Any newfound theory in science is insignificant without being put to practical use. The same can be said about deep learning (DL). Now, with new research and development, the vast pedagogy in this field has found practical applications in various disciplines across new tech businesses.
Research work in DL has taken an innovative stance. Rather than using it to better AI and ML technologies, DL research is seeing new ideas being explored in critical areas such as healthcare and banking. We have listed down the top research papers on DL which are worth reading and have an interesting take on the subject. These papers were published in the recently concluded International Conference on Learning Representations in Vancouver, Canada, in May 2018.
1. Spherical CNNs
Researchers at the University of Amsterdam have developed a variation of convolution neural networks (CNN) known as Spherical CNNs. These CNNs work with images which are spherical in shape (3D). For example, images from drones and autonomous cars generally cover many directions and are three-dimensional. Regular CNNs are applicable only to two-dimensional images, and imposing 3D features from images mentioned in this example may literally fail in a DL model. This is where Spherical CNNs were envisioned. In the paper, the researchers conceptualise spherical features with the help of the Fourier Theorem, as well as an algorithm called Fast Fourier Transform. Once developed, they test the CNNs with a 3D model and check for accuracy and effectiveness.
The concept of Spherical CNNs is still at a nascent stage. With this study, it will definitely propel the way CNNs are perceived and used. You can read the paper here.
2. Can Recurrent Neural Networks Warp Time?
Not just ML and AI researchers, even sci-fi enthusiasts can quench their curiosity about time travel, if they possess a strong grasp of concepts like neural networks. In a research paper published by Corentin Tallec, researcher at University of Paris-Sud, and Yann Ollivier, researcher at Facebook AI, they explore the possibility of time warping through recurrent neural networks such as Gated Recurrent Units (GRUs) and Long Short Term Memory (LSTM) networks. The self-learning capabilities present in these models are analysed. The authors have come up with a new concept called ‘Chrono Initialisation’ that derives information from gate biases of LSTM and GRUs. This interesting paper can be read here.
3. Learning How To Explain Neural Networks: PatternNet And PatternAttribution
We are yet to fully understand why neural networks work exactly in a particular way.

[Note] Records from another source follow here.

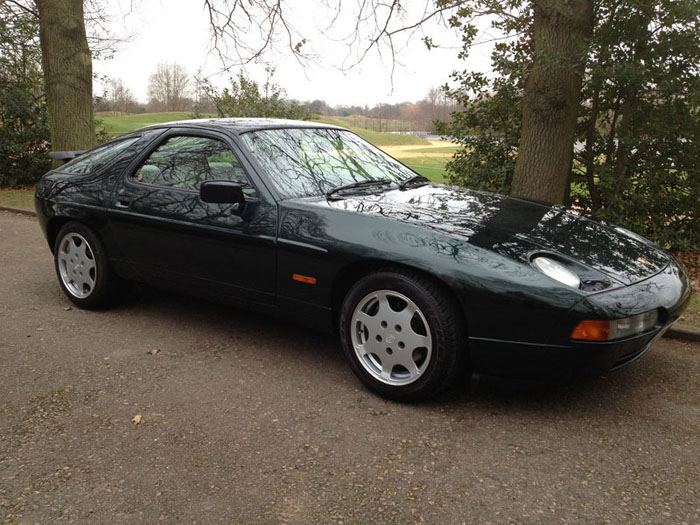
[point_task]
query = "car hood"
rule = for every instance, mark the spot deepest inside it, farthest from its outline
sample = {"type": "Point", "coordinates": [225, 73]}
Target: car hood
{"type": "Point", "coordinates": [493, 221]}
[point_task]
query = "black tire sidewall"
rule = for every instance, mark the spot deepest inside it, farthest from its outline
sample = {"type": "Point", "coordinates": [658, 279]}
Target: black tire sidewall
{"type": "Point", "coordinates": [445, 357]}
{"type": "Point", "coordinates": [104, 284]}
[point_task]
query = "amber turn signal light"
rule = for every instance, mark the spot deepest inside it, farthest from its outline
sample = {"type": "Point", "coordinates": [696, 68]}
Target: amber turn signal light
{"type": "Point", "coordinates": [592, 330]}
{"type": "Point", "coordinates": [304, 278]}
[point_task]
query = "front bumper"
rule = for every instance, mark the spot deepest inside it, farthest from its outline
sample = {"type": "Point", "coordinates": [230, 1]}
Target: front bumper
{"type": "Point", "coordinates": [668, 291]}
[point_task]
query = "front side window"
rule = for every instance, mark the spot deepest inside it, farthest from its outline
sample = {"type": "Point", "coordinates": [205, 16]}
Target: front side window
{"type": "Point", "coordinates": [184, 162]}
{"type": "Point", "coordinates": [308, 161]}
{"type": "Point", "coordinates": [97, 157]}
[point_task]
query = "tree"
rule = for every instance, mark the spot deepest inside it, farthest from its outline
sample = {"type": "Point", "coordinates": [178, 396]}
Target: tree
{"type": "Point", "coordinates": [169, 88]}
{"type": "Point", "coordinates": [638, 120]}
{"type": "Point", "coordinates": [560, 33]}
{"type": "Point", "coordinates": [640, 123]}
{"type": "Point", "coordinates": [67, 68]}
{"type": "Point", "coordinates": [24, 132]}
{"type": "Point", "coordinates": [244, 98]}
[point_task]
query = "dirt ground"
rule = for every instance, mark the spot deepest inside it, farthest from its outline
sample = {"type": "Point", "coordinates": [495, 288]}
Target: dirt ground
{"type": "Point", "coordinates": [246, 420]}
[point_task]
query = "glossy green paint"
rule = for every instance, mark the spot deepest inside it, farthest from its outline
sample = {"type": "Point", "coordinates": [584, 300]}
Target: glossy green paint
{"type": "Point", "coordinates": [478, 245]}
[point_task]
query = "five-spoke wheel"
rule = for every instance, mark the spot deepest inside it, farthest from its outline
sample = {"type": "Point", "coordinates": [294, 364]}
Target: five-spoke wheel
{"type": "Point", "coordinates": [391, 337]}
{"type": "Point", "coordinates": [76, 265]}
{"type": "Point", "coordinates": [403, 334]}
{"type": "Point", "coordinates": [83, 270]}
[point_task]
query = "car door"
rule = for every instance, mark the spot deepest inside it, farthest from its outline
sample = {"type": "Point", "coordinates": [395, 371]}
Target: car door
{"type": "Point", "coordinates": [168, 235]}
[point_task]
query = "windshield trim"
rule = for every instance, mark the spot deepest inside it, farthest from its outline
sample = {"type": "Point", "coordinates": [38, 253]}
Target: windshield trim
{"type": "Point", "coordinates": [280, 192]}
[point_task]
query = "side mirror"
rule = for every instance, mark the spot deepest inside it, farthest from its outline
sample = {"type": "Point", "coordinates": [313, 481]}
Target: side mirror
{"type": "Point", "coordinates": [223, 192]}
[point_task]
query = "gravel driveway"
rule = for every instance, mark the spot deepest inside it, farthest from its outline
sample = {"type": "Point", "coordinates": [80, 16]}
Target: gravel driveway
{"type": "Point", "coordinates": [246, 420]}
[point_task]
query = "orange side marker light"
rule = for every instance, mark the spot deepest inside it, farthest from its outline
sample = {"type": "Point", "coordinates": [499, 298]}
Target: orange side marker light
{"type": "Point", "coordinates": [591, 330]}
{"type": "Point", "coordinates": [304, 278]}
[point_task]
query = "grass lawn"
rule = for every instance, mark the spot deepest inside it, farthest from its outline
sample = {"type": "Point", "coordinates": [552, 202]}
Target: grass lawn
{"type": "Point", "coordinates": [443, 150]}
{"type": "Point", "coordinates": [17, 198]}
{"type": "Point", "coordinates": [118, 125]}
{"type": "Point", "coordinates": [125, 123]}
{"type": "Point", "coordinates": [429, 167]}
{"type": "Point", "coordinates": [691, 316]}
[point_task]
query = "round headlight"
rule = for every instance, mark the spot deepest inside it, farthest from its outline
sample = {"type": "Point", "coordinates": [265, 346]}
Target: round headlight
{"type": "Point", "coordinates": [556, 271]}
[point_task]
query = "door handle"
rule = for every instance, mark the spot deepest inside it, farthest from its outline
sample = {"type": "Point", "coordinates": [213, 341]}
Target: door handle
{"type": "Point", "coordinates": [123, 201]}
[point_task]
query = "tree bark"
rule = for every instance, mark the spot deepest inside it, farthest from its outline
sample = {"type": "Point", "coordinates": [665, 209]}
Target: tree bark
{"type": "Point", "coordinates": [551, 96]}
{"type": "Point", "coordinates": [67, 65]}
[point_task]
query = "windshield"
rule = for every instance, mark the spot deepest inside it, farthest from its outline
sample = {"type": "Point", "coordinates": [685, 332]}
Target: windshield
{"type": "Point", "coordinates": [305, 161]}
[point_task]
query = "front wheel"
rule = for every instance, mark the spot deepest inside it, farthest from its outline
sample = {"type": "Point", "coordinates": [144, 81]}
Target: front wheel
{"type": "Point", "coordinates": [403, 335]}
{"type": "Point", "coordinates": [82, 267]}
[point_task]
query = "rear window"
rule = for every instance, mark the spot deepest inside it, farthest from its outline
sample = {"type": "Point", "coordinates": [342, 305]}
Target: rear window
{"type": "Point", "coordinates": [98, 157]}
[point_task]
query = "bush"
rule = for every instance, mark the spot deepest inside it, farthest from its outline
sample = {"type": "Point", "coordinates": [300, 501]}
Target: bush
{"type": "Point", "coordinates": [24, 137]}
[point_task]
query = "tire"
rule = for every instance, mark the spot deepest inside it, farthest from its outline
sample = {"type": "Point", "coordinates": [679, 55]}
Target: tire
{"type": "Point", "coordinates": [83, 269]}
{"type": "Point", "coordinates": [404, 336]}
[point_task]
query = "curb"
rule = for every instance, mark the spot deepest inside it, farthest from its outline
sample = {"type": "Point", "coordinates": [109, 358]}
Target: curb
{"type": "Point", "coordinates": [21, 211]}
{"type": "Point", "coordinates": [685, 334]}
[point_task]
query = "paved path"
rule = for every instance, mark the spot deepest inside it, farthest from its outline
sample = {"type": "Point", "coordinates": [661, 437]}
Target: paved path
{"type": "Point", "coordinates": [245, 420]}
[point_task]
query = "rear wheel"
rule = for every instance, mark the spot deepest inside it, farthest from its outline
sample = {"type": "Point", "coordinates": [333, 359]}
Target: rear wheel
{"type": "Point", "coordinates": [82, 267]}
{"type": "Point", "coordinates": [403, 335]}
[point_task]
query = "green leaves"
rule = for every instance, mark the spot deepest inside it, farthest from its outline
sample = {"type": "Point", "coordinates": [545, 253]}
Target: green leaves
{"type": "Point", "coordinates": [637, 145]}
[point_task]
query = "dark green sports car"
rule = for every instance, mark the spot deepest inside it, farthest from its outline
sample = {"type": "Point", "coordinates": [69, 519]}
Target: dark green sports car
{"type": "Point", "coordinates": [422, 281]}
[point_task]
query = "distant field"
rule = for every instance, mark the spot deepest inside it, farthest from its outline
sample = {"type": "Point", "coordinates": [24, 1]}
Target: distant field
{"type": "Point", "coordinates": [17, 198]}
{"type": "Point", "coordinates": [125, 123]}
{"type": "Point", "coordinates": [426, 157]}
{"type": "Point", "coordinates": [361, 121]}
{"type": "Point", "coordinates": [434, 169]}
{"type": "Point", "coordinates": [118, 125]}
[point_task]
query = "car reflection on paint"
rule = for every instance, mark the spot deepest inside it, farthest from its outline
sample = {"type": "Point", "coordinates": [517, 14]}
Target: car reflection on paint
{"type": "Point", "coordinates": [421, 281]}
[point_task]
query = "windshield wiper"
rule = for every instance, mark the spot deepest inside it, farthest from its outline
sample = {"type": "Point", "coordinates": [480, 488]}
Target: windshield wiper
{"type": "Point", "coordinates": [413, 179]}
{"type": "Point", "coordinates": [360, 184]}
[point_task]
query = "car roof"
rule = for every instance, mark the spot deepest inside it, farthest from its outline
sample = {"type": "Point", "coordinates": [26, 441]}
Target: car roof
{"type": "Point", "coordinates": [242, 125]}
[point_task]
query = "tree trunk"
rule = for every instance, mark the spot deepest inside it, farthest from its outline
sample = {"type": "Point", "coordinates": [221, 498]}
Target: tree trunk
{"type": "Point", "coordinates": [550, 99]}
{"type": "Point", "coordinates": [67, 65]}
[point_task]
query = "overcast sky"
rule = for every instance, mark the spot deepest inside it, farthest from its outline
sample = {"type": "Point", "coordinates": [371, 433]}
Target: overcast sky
{"type": "Point", "coordinates": [178, 31]}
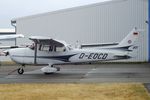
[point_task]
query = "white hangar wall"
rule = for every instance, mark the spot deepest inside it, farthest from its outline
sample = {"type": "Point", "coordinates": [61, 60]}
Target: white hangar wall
{"type": "Point", "coordinates": [97, 23]}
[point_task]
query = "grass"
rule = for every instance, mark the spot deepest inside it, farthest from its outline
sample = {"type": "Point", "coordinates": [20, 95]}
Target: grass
{"type": "Point", "coordinates": [121, 91]}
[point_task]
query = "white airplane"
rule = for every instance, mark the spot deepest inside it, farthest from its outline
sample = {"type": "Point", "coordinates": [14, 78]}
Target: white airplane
{"type": "Point", "coordinates": [55, 52]}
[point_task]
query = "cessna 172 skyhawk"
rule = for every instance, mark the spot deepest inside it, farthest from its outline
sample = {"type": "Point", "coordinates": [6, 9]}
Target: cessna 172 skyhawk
{"type": "Point", "coordinates": [55, 52]}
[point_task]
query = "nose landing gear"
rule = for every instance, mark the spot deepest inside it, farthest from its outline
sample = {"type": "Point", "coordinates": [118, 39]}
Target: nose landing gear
{"type": "Point", "coordinates": [20, 71]}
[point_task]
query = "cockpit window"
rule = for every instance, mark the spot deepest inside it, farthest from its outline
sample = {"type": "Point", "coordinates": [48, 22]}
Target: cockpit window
{"type": "Point", "coordinates": [51, 48]}
{"type": "Point", "coordinates": [32, 46]}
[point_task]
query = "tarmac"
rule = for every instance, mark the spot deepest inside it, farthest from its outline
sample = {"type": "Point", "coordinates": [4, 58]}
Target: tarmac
{"type": "Point", "coordinates": [94, 73]}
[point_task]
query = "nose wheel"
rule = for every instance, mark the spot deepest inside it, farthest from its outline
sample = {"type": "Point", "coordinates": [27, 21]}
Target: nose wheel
{"type": "Point", "coordinates": [20, 71]}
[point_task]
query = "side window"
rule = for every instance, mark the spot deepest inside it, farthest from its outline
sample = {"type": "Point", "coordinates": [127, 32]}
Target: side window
{"type": "Point", "coordinates": [60, 49]}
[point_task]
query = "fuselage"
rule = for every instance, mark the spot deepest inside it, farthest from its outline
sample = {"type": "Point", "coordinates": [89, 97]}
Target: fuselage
{"type": "Point", "coordinates": [26, 55]}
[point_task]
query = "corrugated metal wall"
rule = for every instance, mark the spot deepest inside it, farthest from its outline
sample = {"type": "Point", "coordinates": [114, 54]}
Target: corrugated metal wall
{"type": "Point", "coordinates": [98, 23]}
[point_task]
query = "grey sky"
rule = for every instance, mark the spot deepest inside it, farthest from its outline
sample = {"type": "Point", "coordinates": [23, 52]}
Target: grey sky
{"type": "Point", "coordinates": [17, 8]}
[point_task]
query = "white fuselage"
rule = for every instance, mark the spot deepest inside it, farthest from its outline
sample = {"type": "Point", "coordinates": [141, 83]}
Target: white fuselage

Complex ML systems have intricate details which sometimes astonish researchers. Even though there are systems which decode neural networks, it is difficult at times to establish relationships in DL models. In this paper, scholars at Technical University in association with researchers at Google Brain, present two techniques called PatternNet and PatternAttribution which explain linear models. The paper discusses a host of previously established factors such as signal estimators, gradients and saliency maps among others. You can read the paper here.
4. Lifelong Learning With Dynamically Expandable Networks
Lifelong learning was a concept first conceived by Sebastian Thrun in his book Learning to Learn. He offered a different perspective of the conventional ML. Instead of ML algorithms learning one single task, he emphasises on machines taking a lifelong approach wherein they learn a variety of tasks over time. Based on this, researchers from KAIST and Ulsan National Institute of Science and Technology developed a novel deep network architecture called Dynamically Expandable Network (DEN) which can dynamically adjust its network capacity for a series of tasks along with requisite knowledge-sharing between them. DEN has been tested on public datasets such as MNIST, CIFAR-100 and AWA for accuracy and efficiency. It was evaluated for factors including selective retraining, network expansion and network timestamping (split/duplication). This novel technique can be read here.
5. Wasserstein Auto-Encoders
Autoencoders are neural networks which are used for dimensionality reduction and are popularly used for generative learning models. One particular type of autoencoder which has found most applications in image and text recognition space is variational autoencoder (VAE). Now, scholars from Max Planck Institute for Intelligent Systems, Germany, in collaboration with scientists from Google Brain have come up with the Wasserstein Autoencoder (WAE) which utilises Wasserstein distance in any generative model. In the study, the aim was to reduce optimal transport cost function in the model distribution all along the formulation of this autoencoder. After testing, WAE proved to be more stable than other autoencoders such as VAE with lesser architectural complexity. This is a great improvement in autoencoder architecture. Readers can go through the paper here.
All of these papers present a unique perspective in the advancements in deep learning. The novel methods also provide a diverse avenue for DL research. Machine learning and artificial intelligence enthusiasts can gain a lot from them when it comes to latest techniques developed in research.